Last week I went through hell to get to Hadestown, a Tony award–winning Broadway musical at the National Theater. Hades is another name for Hell. I drove through hell to get to Hell.
By hell I mean the concrete four-lane “Greenway” roaring past sterile metal-and-glass boxes where farmlands and orchards once stood and cows grazed.
By hell I mean traffic—cars, cabs, buses, trucks, bikes, scooters, and skateboards zipping in and out of congested lanes while sirens blared. By hell I mean a parking garage stuffed with mechanical beasts forged by mechanized people. By hell I mean a line of people inching past security guards, outside and inside.
We reached our seats. Ah, safe, at last. The play began. First song: “Road to Hell.”
In the play, Hades is ruled by “the king of silver and gold, of coal and oil.” A lot of people work for him, toiling like mindless machines. It pays.
Never mind how they got there. They’re not tormented by fiends or flames. This is not Dante’s Christian hell. This is Homer’s Hades. (A river runs through it.) It’s more like suburbia or America itself—or Western Europe. It’s protected by a wall.
(No, it’s not that wall. This musical was composed in 2010, before that wall became a thing.)
What is the wall for, my children? sings Hades.
To keep us free!
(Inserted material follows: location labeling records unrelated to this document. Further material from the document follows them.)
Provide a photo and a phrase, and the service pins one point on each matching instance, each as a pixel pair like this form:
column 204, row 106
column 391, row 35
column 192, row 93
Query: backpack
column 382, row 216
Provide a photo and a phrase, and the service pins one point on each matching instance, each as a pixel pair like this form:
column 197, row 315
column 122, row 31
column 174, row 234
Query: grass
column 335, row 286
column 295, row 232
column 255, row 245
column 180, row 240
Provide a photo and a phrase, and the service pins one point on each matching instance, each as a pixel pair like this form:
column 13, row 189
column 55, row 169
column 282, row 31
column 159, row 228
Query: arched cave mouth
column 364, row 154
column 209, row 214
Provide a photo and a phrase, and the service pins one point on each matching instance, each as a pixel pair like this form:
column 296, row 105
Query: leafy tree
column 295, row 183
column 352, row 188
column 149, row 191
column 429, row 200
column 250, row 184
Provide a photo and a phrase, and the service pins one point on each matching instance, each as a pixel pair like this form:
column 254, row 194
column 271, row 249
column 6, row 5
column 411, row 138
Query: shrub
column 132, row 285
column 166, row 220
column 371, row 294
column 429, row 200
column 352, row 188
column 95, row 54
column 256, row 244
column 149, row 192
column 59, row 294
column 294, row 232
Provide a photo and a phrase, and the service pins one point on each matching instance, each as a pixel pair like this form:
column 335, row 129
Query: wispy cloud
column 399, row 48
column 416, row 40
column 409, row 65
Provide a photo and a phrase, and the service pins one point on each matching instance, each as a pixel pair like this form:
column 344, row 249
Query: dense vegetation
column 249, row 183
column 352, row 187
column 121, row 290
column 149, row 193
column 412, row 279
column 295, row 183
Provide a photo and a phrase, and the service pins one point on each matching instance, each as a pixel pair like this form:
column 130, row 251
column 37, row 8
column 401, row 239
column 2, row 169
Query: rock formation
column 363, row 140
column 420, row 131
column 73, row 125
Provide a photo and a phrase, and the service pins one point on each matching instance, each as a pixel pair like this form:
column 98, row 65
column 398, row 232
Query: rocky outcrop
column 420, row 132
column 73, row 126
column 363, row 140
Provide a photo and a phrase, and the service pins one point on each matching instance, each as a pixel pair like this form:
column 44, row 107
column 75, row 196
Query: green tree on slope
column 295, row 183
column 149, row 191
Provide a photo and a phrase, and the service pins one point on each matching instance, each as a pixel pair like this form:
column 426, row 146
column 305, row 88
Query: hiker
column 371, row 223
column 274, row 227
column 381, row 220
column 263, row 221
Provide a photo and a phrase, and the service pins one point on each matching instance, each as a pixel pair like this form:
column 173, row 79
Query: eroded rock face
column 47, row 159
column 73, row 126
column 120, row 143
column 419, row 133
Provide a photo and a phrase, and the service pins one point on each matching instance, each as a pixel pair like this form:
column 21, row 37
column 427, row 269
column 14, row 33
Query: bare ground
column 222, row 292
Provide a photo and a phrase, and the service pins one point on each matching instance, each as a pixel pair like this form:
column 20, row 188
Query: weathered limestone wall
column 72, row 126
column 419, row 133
To keep our enemy out!
And who is our enemy?
Our enemy is poverty. We build the wall because we have and they do not.
And what do we have that they do not?
We have a wall to work upon. We have work and they have none. Our work is never done. And the war is never won. We build the wall to keep us free.
Never mind that everyone in hell has signed their life away and forgotten their name. Safety’s everything. Freedom!
And never mind that we paid good money to see this show between four walls and behind guarded doors. The poor of this city can’t get in.
Other than that, how did you like the play?
I loved it.
Orpheus entered Hadestown to lead his beloved Eurydice out. She will be free as long as Orpheus doesn’t look back at her.
It’s a tragedy. It’s a sad tale. It must be told again and again.
The End.
We drove back to Shepherdstown and pulled up the drawbridge.